Paixões Crioulas*

[...]

Votavam, nesse instante, a favor da passeata e o clima de entusiasmo espalhou-se de novo. Mas, então, Glória das Tranças já percebera a implacável fome, quando Bélico Iorubano sentou-se, visivelmente derrotado. A fome despejava-se também , como minúsculas gotinhas, do sorriso de Pacífico. Glória das Tranças observou ainda que entre os dois enraizava-se a vaidade, mas não deu muita importância a isso, e sorriu com os outros quando saíam dali seis horas depois de terem começado. Estavam todos otimistas e acharam estranhas ou divertidas as palavras de Ayodele: “Parece que durante toda a reunião havia mais alguém aí dentro, e não podíamos ver quem era.” Enquanto o restante não dava a mínima atenção, Glória das Tranças pensou um pouco e falou: “Laroiê!” “o que é isso?”, perguntou Ayodele “Não sei direito”, respondeu, “uma saudação, acho. Ouvi em algum lugar e não me esqueci mais.”

E Glória das Tranças não teve tempo para recordar onde ouvira aquelas esquisitas palavras, pois trabalhou sem cessar nos vinte e um dias que teceram a passeata na lentidão das horas. (...) Procuraram a gráfica para fazer os panfletos, organizaram um almoço e conseguiram montar um precário fundo financeiro para cobrir os gastos iniciais.

Os três enfrentaram os pequenos obstáculos com otimismo. Deram-se conta dessas dificuldades quando elas se mostraram com mais nitidez. Foi depois de percorrerem várias gráficas com o texto dos panfletos nas mãos. Todos liam e recusavam-se a fazê-los. Glória das Tranças solicitou a ajuda de Pacífico, mas, tanto ele quanto Bélico Iorubano pareciam despreocupados.

Ela e Velho Benevides resolveram fazer a última tentativa e, certa manhã, foram a uma gráfica imunda e pequena. Enquanto esperavam, Glória das Tranças confessou a Velho Benevides estar preocupada, pois parecia-lhe que, entre Pacífico e Bélico Iorubano enraizava-se uma forte vaidade, além do que, os dois pareciam divergir em alguns princípios básicos.

Velho Benevides respondeu-lhe que repetir os mesmos erros era um hábito humano, pois, quando entrara para a Associação da qual agora só guardava o nome, tudo se dera de idêntica maneira. Ele e o velho Leônidas vinham de antigas Associações de Homens de Cor. Disse, entretanto, que havia conseguido identificar diferenças com sua época. Parecia-lhe, por exemplo, um propósito exótico unificar as Associações Negras espalhadas pelo país, no entanto, fora uma das principais motivações da reunião. O próprio nome, Grupo de Movimento Negro, a que altos vôos levava?

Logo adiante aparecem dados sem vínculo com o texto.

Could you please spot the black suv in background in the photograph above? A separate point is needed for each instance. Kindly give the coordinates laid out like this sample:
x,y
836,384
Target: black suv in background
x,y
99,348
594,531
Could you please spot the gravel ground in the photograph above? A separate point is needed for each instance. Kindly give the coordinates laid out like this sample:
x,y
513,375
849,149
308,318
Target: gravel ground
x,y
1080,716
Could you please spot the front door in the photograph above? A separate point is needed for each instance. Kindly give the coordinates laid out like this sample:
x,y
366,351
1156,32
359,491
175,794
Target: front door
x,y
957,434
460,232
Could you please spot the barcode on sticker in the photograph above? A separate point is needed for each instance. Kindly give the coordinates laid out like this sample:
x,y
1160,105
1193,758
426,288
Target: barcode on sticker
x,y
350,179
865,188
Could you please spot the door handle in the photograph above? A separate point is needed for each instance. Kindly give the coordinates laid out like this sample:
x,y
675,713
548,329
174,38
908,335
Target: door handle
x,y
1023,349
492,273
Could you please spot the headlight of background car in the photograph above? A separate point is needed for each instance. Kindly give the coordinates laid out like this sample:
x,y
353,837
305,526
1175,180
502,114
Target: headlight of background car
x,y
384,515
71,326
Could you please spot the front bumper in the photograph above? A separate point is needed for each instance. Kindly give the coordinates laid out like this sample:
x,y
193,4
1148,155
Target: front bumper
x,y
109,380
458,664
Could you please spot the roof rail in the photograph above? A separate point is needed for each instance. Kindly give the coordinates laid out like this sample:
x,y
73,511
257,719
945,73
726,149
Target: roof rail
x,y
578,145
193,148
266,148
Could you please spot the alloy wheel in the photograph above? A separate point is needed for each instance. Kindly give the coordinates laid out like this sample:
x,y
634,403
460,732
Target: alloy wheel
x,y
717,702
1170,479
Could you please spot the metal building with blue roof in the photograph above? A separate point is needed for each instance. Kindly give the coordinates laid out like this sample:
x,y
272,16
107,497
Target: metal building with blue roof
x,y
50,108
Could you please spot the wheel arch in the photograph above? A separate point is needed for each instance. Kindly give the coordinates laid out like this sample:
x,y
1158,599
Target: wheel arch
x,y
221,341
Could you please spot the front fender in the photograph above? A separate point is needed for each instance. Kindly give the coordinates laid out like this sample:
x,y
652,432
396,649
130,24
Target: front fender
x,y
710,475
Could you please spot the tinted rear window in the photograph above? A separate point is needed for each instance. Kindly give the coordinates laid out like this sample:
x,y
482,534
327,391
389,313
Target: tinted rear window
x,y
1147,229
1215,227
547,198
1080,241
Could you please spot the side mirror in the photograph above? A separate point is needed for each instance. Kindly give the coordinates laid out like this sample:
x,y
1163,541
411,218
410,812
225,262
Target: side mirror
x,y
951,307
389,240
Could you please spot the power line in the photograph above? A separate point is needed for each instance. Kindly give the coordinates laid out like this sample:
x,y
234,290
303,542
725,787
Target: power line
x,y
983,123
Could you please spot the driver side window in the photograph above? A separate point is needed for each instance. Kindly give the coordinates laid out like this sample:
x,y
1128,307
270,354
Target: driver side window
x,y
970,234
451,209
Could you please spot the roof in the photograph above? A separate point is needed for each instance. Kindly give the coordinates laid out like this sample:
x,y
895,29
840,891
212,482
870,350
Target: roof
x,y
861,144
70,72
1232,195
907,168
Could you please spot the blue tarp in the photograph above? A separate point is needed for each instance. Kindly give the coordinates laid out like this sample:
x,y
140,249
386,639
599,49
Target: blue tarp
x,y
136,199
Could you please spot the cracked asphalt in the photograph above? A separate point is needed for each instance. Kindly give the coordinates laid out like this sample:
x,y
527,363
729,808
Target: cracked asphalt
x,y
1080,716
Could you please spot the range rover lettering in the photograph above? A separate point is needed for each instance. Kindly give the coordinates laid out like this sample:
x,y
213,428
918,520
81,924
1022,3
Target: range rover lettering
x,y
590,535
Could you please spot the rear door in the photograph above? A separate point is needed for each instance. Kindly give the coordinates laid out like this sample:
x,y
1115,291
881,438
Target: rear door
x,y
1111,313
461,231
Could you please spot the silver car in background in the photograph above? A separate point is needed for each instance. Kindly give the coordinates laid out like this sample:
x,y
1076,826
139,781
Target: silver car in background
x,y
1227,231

Velho Benevides foi interrompido pelo gráfico que entrou na sala e dirigiu-se a Glória das Tranças:

“Olha, ‘morena’, nós podemos fazer isso, mas esse texto... nós achamos isso aqui meio racista...”

Glória das Tranças não o esperou terminar. Ouviu-o chamá-la de “morena” e lembrou-se de uma antiga chefe, que a tratava desse modo quando queria parecer agradável. Mas, era visível seu ódio. Glória das Tranças sabia, portanto, o quanto havia de hipocrisia naquele tratamento. Além disso, não pedira um julgamento sobre o conteúdo daquele panfleto. Assim, disse-lhe “obrigado” e, praticamente, arrancou o papel das mãos do homem. No dia seguinte, descobriram uma gráfica pertencente a um velhinho e rodaram aí os panfletos.

(Paixões crioulas, p. 16-17)

* Neste momento da narrativa, os personagens programam um protesto contra o racismo.